Übersicht
Célia Šašić, geboren als Célia Okoyino da Mbabi am 27. Juni 1988 in Bonn, Deutschland, ist eine ehemalige deutsche Fußballspielerin, die als außergewöhnliche Stürmerin galt. Während ihrer aktiven Zeit war sie unter anderem für 1. FFC Frankfurt aktiv und spielte regelmäßig für die deutsche Nationalmannschaft. Šašić wurde weithin als eine der besten deutschen Fußballerinnen ihrer Generation anerkannt.
Spielweise und Eigenschaften
Als Angreiferin zeichnete sich Šašić durch großes Torriecher, Abschlussstärke und eine gute Positionsdisziplin aus. Sie kombinierte technische Fertigkeiten mit einem präzisen Schuss und gewann viele Duelle im Strafraum. Beobachter hoben häufig ihre Entschlossenheit bei Torabschlüssen und ihre Fähigkeit hervor, sich in engen Räumen zu behaupten. Diese Eigenschaften machten sie zu einer konstanten Torgefahr sowohl in Vereinsspielen als auch auf internationaler Ebene.
Karriere und wichtigste Erfolge
Šašić erreichte auf Vereinsebene und für die Nationalmannschaft mehrere sportliche Höhepunkte. Zu ihren bekanntesten Leistungen zählen Spitzenplätze unter den Torschützinnen der deutschen Liga und Auszeichnungen auf internationaler Ebene. Im Einzelnen gehören dazu:
- Mehrfache Torschützenkönigin der Bundesliga, darunter die Spielzeiten 2013–14 und 2014–15.

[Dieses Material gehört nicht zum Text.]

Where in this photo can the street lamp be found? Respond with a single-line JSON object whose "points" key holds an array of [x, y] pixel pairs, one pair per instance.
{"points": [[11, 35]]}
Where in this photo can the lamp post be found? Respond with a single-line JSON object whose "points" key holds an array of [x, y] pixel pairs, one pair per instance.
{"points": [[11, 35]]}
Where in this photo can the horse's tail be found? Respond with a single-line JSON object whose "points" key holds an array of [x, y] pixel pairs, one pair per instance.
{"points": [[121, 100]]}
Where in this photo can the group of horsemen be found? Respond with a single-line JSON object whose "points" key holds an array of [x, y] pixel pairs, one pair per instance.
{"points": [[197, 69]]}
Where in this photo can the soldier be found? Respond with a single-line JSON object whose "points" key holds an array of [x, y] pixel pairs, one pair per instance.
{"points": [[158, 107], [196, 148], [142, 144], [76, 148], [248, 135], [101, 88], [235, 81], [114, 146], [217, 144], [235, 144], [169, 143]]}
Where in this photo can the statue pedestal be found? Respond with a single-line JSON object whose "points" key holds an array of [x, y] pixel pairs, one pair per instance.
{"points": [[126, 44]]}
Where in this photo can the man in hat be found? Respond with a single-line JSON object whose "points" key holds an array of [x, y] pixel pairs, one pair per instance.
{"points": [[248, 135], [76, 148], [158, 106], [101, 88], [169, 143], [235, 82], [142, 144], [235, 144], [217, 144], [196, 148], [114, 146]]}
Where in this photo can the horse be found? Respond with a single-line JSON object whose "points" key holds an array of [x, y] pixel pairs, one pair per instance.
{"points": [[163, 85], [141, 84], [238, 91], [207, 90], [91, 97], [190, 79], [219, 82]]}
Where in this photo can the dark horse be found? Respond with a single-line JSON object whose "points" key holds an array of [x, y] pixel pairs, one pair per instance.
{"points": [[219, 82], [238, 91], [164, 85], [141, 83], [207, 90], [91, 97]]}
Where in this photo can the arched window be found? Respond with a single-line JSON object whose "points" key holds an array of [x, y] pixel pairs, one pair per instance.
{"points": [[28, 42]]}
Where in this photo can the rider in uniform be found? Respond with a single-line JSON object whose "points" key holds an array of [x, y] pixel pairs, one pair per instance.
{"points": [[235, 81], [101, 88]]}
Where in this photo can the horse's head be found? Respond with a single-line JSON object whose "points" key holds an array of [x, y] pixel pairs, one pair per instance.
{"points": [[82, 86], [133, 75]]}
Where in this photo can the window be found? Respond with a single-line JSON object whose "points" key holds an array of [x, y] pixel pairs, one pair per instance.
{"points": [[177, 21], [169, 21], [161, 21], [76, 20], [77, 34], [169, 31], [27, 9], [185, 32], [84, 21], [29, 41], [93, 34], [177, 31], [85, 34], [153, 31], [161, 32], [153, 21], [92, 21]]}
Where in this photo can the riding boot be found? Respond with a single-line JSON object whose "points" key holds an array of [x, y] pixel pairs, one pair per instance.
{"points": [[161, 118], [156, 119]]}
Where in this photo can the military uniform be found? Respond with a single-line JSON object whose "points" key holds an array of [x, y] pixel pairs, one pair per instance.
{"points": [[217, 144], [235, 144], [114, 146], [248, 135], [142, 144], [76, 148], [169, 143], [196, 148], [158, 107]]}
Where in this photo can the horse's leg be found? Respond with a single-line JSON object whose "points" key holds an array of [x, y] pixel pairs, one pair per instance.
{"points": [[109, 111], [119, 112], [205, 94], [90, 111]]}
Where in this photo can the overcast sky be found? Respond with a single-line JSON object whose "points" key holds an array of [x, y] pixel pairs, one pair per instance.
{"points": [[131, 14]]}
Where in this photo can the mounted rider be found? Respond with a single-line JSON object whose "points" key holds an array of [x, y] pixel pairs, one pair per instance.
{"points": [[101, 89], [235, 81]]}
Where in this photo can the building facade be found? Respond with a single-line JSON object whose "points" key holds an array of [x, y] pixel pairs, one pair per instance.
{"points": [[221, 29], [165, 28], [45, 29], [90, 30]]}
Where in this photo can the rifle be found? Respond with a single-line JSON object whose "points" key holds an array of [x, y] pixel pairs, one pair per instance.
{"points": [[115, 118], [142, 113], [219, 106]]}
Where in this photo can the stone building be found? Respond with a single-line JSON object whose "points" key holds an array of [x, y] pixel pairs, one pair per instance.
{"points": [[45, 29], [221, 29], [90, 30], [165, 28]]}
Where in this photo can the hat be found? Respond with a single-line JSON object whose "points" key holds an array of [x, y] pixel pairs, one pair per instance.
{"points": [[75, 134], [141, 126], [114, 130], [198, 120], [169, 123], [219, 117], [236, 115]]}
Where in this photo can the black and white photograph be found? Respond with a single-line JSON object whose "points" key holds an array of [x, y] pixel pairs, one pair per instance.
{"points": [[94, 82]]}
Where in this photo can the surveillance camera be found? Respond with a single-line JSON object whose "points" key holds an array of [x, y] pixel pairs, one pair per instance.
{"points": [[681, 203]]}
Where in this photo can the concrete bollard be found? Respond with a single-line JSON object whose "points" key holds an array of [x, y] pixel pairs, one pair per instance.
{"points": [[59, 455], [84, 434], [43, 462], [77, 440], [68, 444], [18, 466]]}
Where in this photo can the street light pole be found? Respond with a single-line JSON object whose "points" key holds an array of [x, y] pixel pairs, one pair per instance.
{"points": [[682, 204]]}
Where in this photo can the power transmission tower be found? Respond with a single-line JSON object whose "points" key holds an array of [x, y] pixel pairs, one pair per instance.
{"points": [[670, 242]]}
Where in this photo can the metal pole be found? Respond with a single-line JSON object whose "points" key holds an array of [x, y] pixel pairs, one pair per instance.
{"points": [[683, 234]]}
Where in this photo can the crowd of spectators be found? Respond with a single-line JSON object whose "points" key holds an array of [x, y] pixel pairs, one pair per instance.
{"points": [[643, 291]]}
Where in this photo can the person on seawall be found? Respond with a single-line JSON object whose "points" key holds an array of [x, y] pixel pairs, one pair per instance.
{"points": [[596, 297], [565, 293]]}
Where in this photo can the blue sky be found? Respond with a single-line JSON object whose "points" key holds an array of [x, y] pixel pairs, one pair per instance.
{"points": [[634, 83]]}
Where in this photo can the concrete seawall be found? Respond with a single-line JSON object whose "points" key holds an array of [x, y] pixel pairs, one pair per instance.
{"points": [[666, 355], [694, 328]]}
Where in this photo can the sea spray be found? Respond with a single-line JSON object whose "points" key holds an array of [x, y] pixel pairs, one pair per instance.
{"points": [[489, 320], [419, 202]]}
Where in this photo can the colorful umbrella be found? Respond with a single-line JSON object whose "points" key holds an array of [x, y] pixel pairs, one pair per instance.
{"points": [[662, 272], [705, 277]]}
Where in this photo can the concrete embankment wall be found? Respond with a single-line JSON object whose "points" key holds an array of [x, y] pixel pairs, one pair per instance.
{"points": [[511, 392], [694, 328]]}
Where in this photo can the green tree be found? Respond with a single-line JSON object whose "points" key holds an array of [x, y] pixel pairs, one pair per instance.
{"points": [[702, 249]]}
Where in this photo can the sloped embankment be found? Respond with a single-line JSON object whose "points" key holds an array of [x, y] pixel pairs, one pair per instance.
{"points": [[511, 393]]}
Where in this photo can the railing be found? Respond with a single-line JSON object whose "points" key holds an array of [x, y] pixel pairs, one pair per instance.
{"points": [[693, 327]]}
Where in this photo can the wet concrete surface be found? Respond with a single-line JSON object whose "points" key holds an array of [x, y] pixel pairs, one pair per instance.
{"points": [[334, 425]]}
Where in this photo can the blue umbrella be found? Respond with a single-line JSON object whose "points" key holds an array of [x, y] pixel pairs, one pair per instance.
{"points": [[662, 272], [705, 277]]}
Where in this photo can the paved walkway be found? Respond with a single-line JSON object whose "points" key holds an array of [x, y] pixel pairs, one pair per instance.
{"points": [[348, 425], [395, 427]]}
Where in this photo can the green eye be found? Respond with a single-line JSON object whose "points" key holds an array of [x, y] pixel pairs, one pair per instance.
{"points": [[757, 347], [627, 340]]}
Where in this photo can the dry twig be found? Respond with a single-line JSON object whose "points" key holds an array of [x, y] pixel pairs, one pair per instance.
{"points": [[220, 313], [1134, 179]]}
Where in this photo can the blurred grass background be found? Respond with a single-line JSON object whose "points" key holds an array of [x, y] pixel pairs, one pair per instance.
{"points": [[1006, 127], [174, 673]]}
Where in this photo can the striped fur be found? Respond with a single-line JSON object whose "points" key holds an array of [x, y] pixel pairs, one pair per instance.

- Wahl zur deutschen Fußballerin des Jahres im Jahr 2012.
- Auszeichnung als beste Torschützin (Goldener Schuh) bei der FIFA Frauen-Weltmeisterschaft 2015, die nach einem engen Vergleich mit der US-Amerikanerin Carli Lloyd über Tiebreak-Kriterien entschieden wurde.
Herkunft, Name und Hintergrund
Šašić stammt aus einer Familie mit afrikanischen Wurzeln; sie hat eine kamerunische Abstammung, was in ihrer persönlichen Biographie eine Rolle spielt. Ihr Geburtsname Okoyino da Mbabi verweist auf diese familiären Verbindungen, während ihr später gebräuchlicher Name Šašić aus einer Heirat stammt. Ihr Werdegang ist ein Beispiel für die internationale Durchmischung moderner Sportlerbiografien in Deutschland.
Bedeutung und Nachwirkung
Über die reine Statistik hinaus gilt Célia Šašić als Vorbild für viele junge Spielerinnen: Ihre Fähigkeit, konstant auf hohem Niveau zu treffen, ihre sportliche Professionalität und ihr Auftreten in der Öffentlichkeit trugen zur Sichtbarkeit des Frauenfußballs in Deutschland bei. Die Auszeichnung bei der Weltmeisterschaft 2015 und ihre Erfolge in der Bundesliga stärkten das Ansehen des Frauensports national und international. Nach dem Ende ihrer aktiven Laufbahn blieb Šašić in verschiedenen Formen mit dem Fußball verbunden, etwa durch öffentliche Auftritte und Engagements, die den Frauenfußball weiterhin fördern.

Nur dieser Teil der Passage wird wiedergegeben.